Another exception to the requirement of prior written consent permits schools to disclose personally identifiable information from an education record to appropriate parties, including the parents/guardians of an eligible student, in connection with an emergency, if knowledge of the information is necessary to protect the health or safety of the student or other individuals. Under this exception, a school may take into account the totality of the circumstances pertaining to a threat to the health or safety of a student or other individuals. If a school determines that there is an articulable and significant threat to the health or safety of a student or other individuals, it may disclose information from education records to any person whose knowledge of the information is necessary to protect the health or safety of the student or other individuals. If, based on the information available at the time of the determination, there is a rational basis for the determination, the United States Department of Education will not substitute its judgment for that of the school in evaluating the circumstances and making its determination.

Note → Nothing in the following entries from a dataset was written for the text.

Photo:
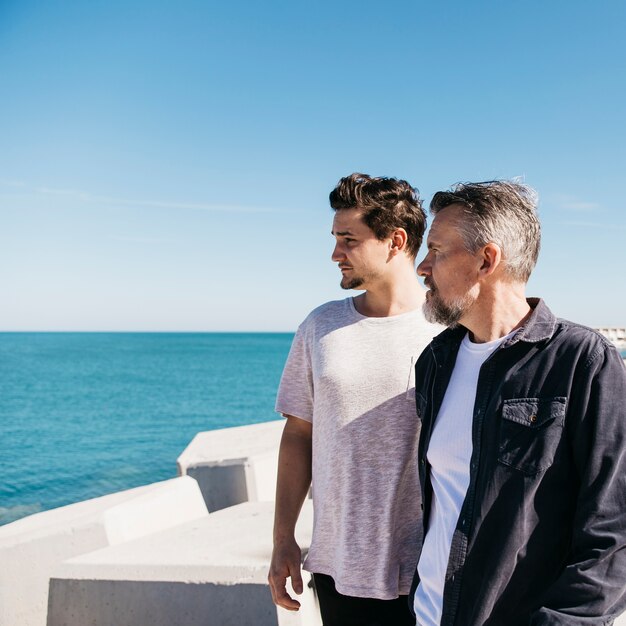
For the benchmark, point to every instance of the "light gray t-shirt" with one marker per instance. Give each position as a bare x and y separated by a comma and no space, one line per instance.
353,377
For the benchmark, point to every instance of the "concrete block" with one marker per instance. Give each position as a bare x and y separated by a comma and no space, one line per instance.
210,572
234,465
32,547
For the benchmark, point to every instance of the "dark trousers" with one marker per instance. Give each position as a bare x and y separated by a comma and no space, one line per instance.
340,610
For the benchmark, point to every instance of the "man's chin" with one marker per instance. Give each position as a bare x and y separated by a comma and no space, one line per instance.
351,283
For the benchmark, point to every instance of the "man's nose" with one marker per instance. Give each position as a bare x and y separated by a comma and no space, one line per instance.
423,269
338,254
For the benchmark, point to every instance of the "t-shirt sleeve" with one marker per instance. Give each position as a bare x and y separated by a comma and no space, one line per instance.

Another exception to the requirement of prior written consent permits schools to disclose personally identifiable information from an education record to ED or to the DOJ for the enforcement of Federal legal requirements which relate to Federally-supported education programs. For example, this exception would permit a school to disclose, without obtaining prior written consent, education records to DOJ so that DOJ can conduct an investigation of the school’s compliance with the ADA.
In addition, under FERPA, the parents/guardians or eligible students must be given the opportunity to inspect and review the student’s education records. A school must comply with a request for access to the student’s education records within a reasonable period of time, but not more than 45 days after it has received the request. FERPA also permits the parents/guardians or eligible students to request that a school correct education records that they believe to be inaccurate or misleading or in violation of the student’s right of privacy. If the school decides not to amend the education records, the school must notify the parents/guardians or eligible students of its decision and the parents/guardians or eligible students then have the right to a formal hearing. After the hearing, if the school still decides not to amend the education records, the parents/guardians or eligible students have the right to place a statement with the education records setting forth their views about the contested information or stating why they disagree with the school’s decision not to amend the records, or both. Similar requirements also apply to education records collected, maintained, or used under Part B of the IDEA.